By Jamal Rahman, New Age Islam
31 May 2021
Religious Traditions Teach Us That We Need To Do The Work Of Being Of Service To God’s Creation
1. It is wise to develop within our self an attitude of service that wells up from within.
2. In the process of doing good deeds, our “unique” mission emerges by itself and, by Grace of God, gets completed in good time.
Every religious tradition tells us that besides the work of transforming ourselves to become more developed human beings, we need to do the work of being of service to God’s creation.
If we look around, sadly, there is so much of cruelty, injustice, pain and suffering everywhere. Sometimes, we feel hopeless and helpless. Can one person do anything at all to make a difference?
In several traditions, there is a similar story about a pious person who travels the world and, in his exploration, he is filled with anguish. Everywhere he goes, he witnesses extensive poverty, injustice, cruelty, suffering, violence and bloodshed.

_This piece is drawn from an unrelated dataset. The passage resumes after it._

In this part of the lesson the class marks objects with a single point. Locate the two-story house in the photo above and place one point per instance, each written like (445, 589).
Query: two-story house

The magnitude is overwhelming. Finally, when this person sees, late at night, a little orphan child, covered with sores, shivering in the cold and with no clothes on, he breaks down and cries out, “O God! O God! How can You allow this to happen? God, please do something!”
That night, a vision comes to this person, where God says, “Beloved one, I did do something. I created you, so that you could help this child.”
As this story illustrates, serving others is incumbent on us. It is part of our mission on Earth—to be of service to God’s creation, doing our part.
Every holy book has guidelines in this regard. The Quran asks us to give freely of what we love to those who ask and those who don’t or cannot ask. We are also asked to give quietly, if possible. This can atone for some of our wrongdoings. The Quran furthermore remind us of the critical need to make structural changes in society in our devotion to service. We are admonished not to avoid the “steep ascent” (Quran 90:12-17):
What will explain to you what the steep ascent is? It is the freeing of a slave; or the feeding in times of famine of an orphaned relative or some needy person in distress, and to be one of those who believe in and urge one another to steadfastness and compassion.
Notice that the first verse mentioned regarding the ‘steep ascent’ is about freeing a slave from bondage. From this, one can deduce that the work of creating systemic and structural changes in society is critical. To understand the significance of this verse, consider the following hadith: “Whosoever of you sees an evil, let him change it with his hand; and if he is not able to do so, then let him change it with his tongue; and if he is not able to do so, then with his heart- and that is the weakest of faith.”
Does each of us have a specific major work of service to accomplish before we return to our Creator? The great traditions say that rather than worry about our ‘grand’ mission, it is wise to develop within our self an attitude of service that wells up from within. Do good deeds according to your capacity. God never gets tired of giving rewards for good deeds. The Prophet Muhammad is reported to have said, “Take up good deeds only as much as you are able, for the best deeds are those done regularly even if they are small.” In the process of doing good deeds, amazingly, our “unique” mission emerges by itself and, by Grace of God, gets completed in good time.
May we be of service, and, may we realize that being of service fulfills something deep within us—it gives meaning to our life.
I love these lines of the famous Bengali poet Rabindranath Tagore:
“I slept and dreamt that life was joy. I awoke and saw that life was service. I acted and behold! Service was joy.”
Based in the USA, Jamal Rahman is a popular speaker and author on Islam, Sufi spirituality, and interfaith relations. Along with his Interfaith Amigos, he has been featured in The New York Times, CBS News, BBC, and various NPR programs. Jamal is co-founder and Muslim Sufi Imam at Interfaith Community Sanctuary and adjunct faculty at Seattle University. He travels nationally and internationally, presenting at retreats and workshops. Jamal’s passion lies in interfaith community building and activism.